Oil crept higher as broader risk-on sentiment helped traders overlook fears of tighter monetary policy from the Federal Reserve.
West Texas Intermediate inched up 0.7% to settle above $75 a barrel, taking its cue from Wall Street which rose on bets that an upcoming inflationary gauge would show further softening. The day started on a sour note after two Fed officials said the bank will likely need to raise interest rates above 5% to combat inflation, but losses were trimmed after Fed chief Jerome Powell refrained from giving any further clues.
“Technically, the energy complex remains stuck in neutral, with a wide range for prices to swing inside of without creating a new trend,” analysts at wholesale-fuel distributor TACenergy wrote in a note to clients. “Fundamentally, the case for prices bottoming is getting stronger as lingering supply issues coincide with demand picking up both domestically and abroad.”

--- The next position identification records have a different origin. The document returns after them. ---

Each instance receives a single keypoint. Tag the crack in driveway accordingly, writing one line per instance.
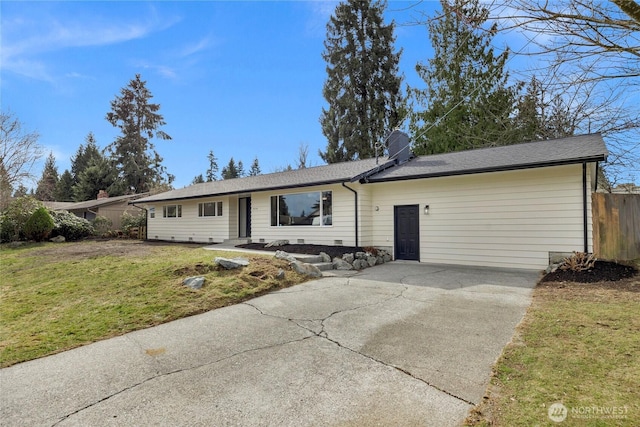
(173, 372)
(323, 334)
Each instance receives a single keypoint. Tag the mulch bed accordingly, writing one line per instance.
(332, 251)
(601, 271)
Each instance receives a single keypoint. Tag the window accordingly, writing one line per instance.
(172, 211)
(210, 209)
(313, 209)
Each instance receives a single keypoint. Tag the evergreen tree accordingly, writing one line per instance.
(139, 165)
(21, 191)
(540, 114)
(212, 172)
(46, 189)
(99, 175)
(363, 81)
(64, 188)
(467, 100)
(255, 168)
(85, 155)
(231, 170)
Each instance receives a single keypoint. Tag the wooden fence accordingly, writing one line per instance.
(616, 226)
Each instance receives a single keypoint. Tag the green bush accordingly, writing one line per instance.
(14, 218)
(128, 221)
(70, 226)
(39, 225)
(101, 225)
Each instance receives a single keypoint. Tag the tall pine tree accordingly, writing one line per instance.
(467, 101)
(64, 188)
(139, 165)
(212, 172)
(363, 81)
(46, 189)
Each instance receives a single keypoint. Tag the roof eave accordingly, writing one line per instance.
(590, 159)
(247, 190)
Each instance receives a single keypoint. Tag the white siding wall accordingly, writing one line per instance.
(343, 219)
(505, 219)
(191, 227)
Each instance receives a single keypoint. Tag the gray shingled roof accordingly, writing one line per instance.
(88, 204)
(318, 175)
(574, 149)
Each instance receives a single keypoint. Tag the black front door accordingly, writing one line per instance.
(244, 217)
(407, 232)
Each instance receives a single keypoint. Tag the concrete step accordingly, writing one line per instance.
(324, 266)
(309, 259)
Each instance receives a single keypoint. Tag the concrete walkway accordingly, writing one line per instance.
(397, 344)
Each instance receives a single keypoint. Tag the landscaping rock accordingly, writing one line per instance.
(340, 264)
(360, 264)
(195, 282)
(276, 243)
(306, 269)
(285, 255)
(371, 260)
(231, 264)
(348, 258)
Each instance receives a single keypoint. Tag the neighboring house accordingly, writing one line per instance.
(510, 206)
(111, 208)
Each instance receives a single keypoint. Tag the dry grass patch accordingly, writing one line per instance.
(579, 345)
(56, 297)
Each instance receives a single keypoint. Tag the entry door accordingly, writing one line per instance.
(407, 232)
(244, 217)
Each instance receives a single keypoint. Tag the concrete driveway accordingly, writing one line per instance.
(397, 344)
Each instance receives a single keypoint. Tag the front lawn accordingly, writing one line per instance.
(575, 360)
(55, 297)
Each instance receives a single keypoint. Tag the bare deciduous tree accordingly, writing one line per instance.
(590, 54)
(19, 150)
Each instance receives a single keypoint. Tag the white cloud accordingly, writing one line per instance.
(24, 41)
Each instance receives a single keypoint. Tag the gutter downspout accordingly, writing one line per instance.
(356, 208)
(584, 207)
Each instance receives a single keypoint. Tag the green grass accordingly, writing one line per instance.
(54, 297)
(578, 345)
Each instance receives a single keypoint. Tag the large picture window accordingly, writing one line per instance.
(210, 209)
(314, 208)
(172, 211)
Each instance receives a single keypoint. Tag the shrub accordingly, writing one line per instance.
(579, 261)
(70, 226)
(39, 225)
(14, 218)
(102, 225)
(128, 221)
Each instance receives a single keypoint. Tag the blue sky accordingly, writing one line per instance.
(241, 78)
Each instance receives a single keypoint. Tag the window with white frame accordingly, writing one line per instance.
(210, 209)
(172, 211)
(313, 208)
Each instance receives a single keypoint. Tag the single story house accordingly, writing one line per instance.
(509, 206)
(111, 208)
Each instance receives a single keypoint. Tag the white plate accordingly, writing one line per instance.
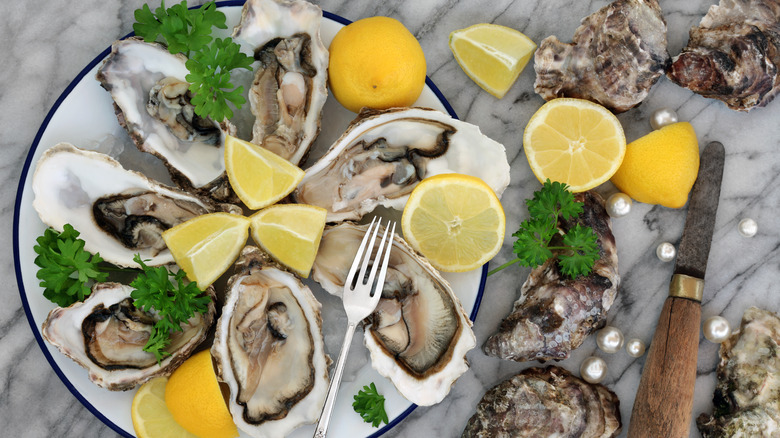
(84, 116)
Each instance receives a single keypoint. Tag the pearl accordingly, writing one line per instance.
(716, 329)
(593, 369)
(618, 205)
(747, 227)
(665, 252)
(662, 117)
(609, 339)
(635, 347)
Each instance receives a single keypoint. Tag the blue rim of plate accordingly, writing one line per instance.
(20, 191)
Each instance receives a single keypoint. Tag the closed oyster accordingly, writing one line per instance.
(106, 334)
(419, 335)
(290, 85)
(554, 313)
(269, 348)
(384, 154)
(152, 102)
(747, 397)
(544, 403)
(118, 212)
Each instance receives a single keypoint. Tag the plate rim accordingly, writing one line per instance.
(21, 189)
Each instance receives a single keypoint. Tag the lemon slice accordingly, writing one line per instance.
(150, 415)
(491, 55)
(258, 176)
(205, 246)
(574, 141)
(290, 233)
(456, 221)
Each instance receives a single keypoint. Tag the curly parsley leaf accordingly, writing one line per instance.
(370, 405)
(174, 301)
(579, 249)
(66, 269)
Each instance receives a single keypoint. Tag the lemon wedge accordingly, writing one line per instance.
(574, 141)
(150, 415)
(205, 246)
(456, 221)
(491, 55)
(258, 176)
(290, 233)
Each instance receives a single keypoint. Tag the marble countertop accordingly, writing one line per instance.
(46, 44)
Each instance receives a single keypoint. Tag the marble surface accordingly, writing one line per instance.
(47, 43)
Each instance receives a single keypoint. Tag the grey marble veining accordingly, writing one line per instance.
(46, 44)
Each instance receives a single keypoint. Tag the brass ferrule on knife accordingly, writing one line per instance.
(685, 286)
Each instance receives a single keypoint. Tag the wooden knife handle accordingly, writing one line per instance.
(664, 400)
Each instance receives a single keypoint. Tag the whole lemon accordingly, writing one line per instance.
(195, 400)
(661, 167)
(377, 63)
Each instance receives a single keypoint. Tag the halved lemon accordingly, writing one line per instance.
(456, 221)
(205, 246)
(574, 141)
(258, 176)
(491, 55)
(290, 233)
(150, 415)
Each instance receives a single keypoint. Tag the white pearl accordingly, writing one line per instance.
(609, 339)
(662, 117)
(635, 347)
(593, 369)
(716, 329)
(665, 252)
(748, 227)
(618, 205)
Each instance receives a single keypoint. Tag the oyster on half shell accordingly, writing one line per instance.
(384, 154)
(152, 102)
(419, 335)
(106, 334)
(269, 348)
(290, 85)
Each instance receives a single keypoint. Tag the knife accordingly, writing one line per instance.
(664, 400)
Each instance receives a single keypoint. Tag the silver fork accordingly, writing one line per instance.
(359, 302)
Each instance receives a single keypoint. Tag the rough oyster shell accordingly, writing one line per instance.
(384, 154)
(106, 334)
(419, 335)
(269, 348)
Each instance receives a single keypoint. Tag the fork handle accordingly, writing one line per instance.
(333, 388)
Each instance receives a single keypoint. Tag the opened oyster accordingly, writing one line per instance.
(152, 102)
(384, 154)
(290, 85)
(106, 334)
(269, 349)
(419, 335)
(118, 212)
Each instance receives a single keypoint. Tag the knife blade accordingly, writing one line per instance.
(664, 400)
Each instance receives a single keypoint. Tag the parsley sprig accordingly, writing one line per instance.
(210, 61)
(66, 269)
(174, 301)
(370, 405)
(577, 248)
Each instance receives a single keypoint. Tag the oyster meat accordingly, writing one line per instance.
(419, 335)
(118, 212)
(269, 349)
(106, 334)
(555, 313)
(384, 154)
(616, 55)
(544, 403)
(747, 397)
(733, 55)
(290, 85)
(152, 102)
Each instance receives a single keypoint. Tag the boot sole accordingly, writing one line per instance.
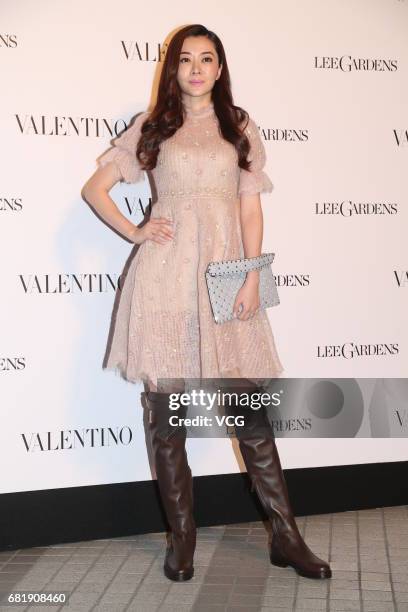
(323, 574)
(180, 576)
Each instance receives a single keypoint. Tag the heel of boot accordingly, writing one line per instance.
(277, 560)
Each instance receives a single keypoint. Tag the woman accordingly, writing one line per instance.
(207, 160)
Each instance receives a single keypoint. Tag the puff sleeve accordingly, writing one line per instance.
(123, 152)
(254, 180)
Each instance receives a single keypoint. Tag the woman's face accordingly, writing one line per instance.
(198, 67)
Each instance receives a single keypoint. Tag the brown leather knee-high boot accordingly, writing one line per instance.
(175, 482)
(257, 445)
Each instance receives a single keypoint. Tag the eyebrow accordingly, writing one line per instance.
(202, 52)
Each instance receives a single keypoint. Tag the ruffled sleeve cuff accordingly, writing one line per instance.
(255, 180)
(123, 152)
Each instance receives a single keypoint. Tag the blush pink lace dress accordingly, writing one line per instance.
(164, 326)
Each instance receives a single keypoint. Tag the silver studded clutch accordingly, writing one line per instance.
(225, 278)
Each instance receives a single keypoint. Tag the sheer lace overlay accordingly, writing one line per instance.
(164, 326)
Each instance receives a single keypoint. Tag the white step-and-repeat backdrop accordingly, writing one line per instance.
(327, 84)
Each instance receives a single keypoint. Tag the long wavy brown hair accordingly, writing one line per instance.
(167, 116)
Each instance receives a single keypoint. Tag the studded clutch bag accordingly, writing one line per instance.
(225, 278)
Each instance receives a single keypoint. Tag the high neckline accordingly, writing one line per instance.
(206, 111)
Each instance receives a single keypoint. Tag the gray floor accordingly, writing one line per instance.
(368, 551)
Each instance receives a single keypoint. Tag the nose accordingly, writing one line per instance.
(196, 67)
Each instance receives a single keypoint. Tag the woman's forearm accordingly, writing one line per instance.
(101, 201)
(252, 234)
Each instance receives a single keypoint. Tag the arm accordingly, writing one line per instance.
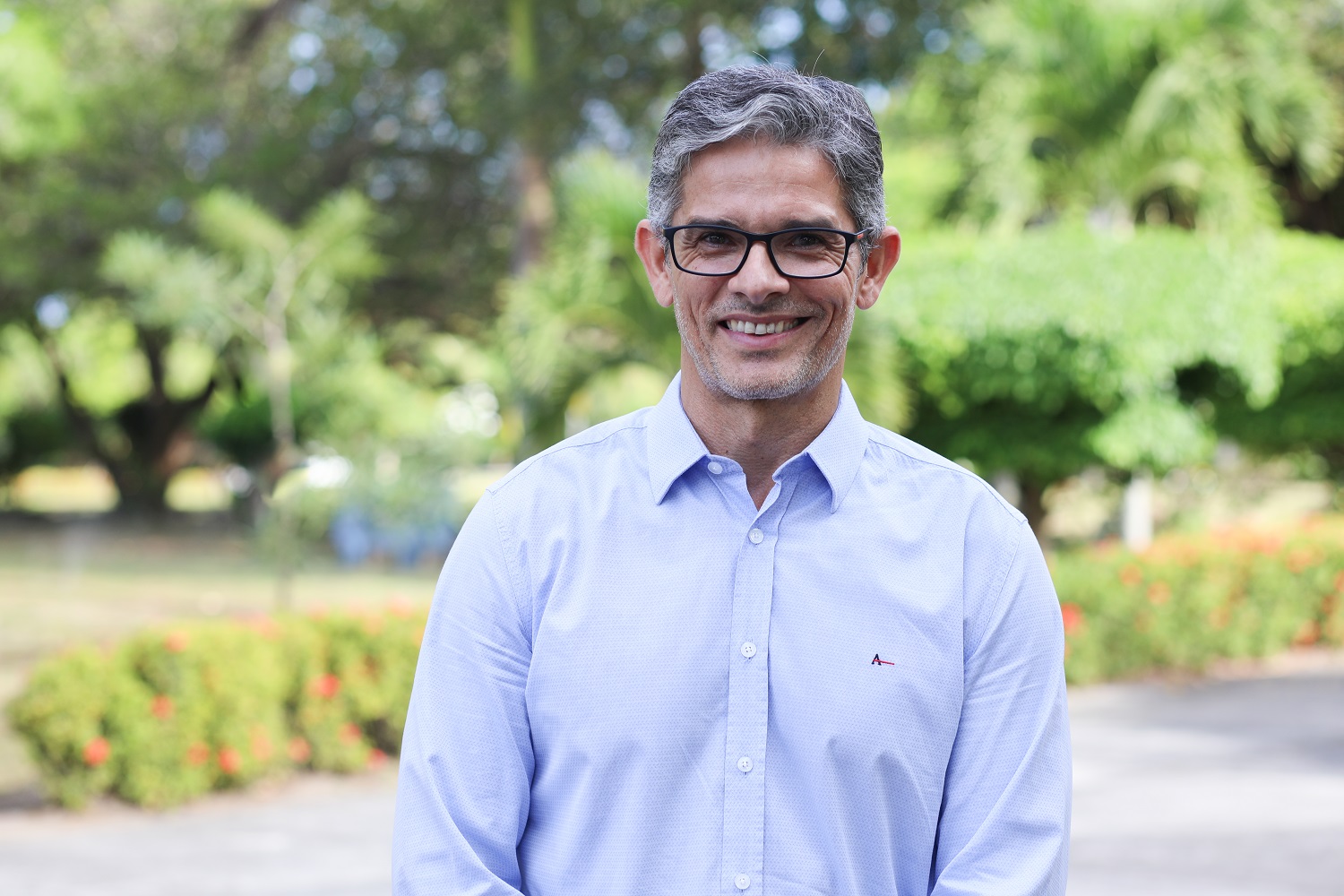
(467, 755)
(1004, 821)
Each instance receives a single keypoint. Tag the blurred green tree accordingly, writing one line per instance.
(258, 280)
(1043, 354)
(1134, 112)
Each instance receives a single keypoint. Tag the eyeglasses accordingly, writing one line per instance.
(801, 253)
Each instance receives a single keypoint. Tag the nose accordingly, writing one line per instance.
(760, 279)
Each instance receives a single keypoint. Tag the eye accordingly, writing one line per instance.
(717, 238)
(812, 241)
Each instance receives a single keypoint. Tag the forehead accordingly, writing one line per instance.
(762, 185)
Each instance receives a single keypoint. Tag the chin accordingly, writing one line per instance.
(765, 389)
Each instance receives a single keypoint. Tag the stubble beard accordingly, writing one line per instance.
(809, 373)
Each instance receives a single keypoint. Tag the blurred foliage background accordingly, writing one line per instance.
(346, 255)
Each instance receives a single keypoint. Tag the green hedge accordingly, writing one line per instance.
(172, 713)
(1188, 600)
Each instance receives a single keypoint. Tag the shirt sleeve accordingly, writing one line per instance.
(467, 755)
(1004, 823)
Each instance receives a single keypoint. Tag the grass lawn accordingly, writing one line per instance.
(97, 579)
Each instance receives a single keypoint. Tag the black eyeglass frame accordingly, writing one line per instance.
(849, 239)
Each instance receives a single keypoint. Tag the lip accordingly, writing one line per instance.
(765, 340)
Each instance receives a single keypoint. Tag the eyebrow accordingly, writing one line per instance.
(830, 223)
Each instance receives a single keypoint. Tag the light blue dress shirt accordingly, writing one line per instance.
(634, 681)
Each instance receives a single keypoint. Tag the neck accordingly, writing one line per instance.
(758, 435)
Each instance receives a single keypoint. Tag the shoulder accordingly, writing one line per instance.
(911, 462)
(615, 447)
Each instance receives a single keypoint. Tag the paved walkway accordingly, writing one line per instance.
(1209, 788)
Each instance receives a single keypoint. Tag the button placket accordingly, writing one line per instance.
(749, 686)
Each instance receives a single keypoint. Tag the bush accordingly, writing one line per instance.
(177, 712)
(1193, 599)
(172, 713)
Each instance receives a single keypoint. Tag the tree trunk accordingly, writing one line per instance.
(531, 169)
(1032, 505)
(280, 383)
(156, 430)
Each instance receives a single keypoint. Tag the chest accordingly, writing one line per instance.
(655, 643)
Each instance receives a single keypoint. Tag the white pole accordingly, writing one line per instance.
(1136, 521)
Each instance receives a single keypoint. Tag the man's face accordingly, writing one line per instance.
(763, 187)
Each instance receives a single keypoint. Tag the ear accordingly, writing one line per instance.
(652, 252)
(881, 261)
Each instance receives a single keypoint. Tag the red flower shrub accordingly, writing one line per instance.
(325, 685)
(1073, 616)
(261, 745)
(161, 707)
(298, 750)
(97, 751)
(230, 761)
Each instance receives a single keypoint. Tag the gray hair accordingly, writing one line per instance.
(787, 108)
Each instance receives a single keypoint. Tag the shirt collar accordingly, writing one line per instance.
(672, 443)
(674, 446)
(839, 449)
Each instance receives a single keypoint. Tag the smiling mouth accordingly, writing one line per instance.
(761, 330)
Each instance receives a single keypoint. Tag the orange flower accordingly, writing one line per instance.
(325, 685)
(161, 707)
(298, 750)
(97, 753)
(1301, 559)
(1073, 616)
(230, 761)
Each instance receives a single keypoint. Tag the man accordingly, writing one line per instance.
(744, 641)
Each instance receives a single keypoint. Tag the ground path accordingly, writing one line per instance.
(1218, 788)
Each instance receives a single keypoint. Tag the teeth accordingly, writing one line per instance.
(760, 330)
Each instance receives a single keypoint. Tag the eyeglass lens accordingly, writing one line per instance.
(798, 253)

Oil rallied Monday after China provided refiners and traders with a generous import quota in its second allocation for 2023, as Asia’s biggest economy gears up for growth after dismantling its strict Covid restrictions late last year. That’s being countered by continued indications that the market is oversupplied, with the nearest portions of the futures curves for Brent and WTI trading in a bearish contango.
WTI for February delivery rose 49 cents to settle at $75.12 a barrel in New York.
Brent for March settlement rose 45 cents to settle at $80.10 a barrel.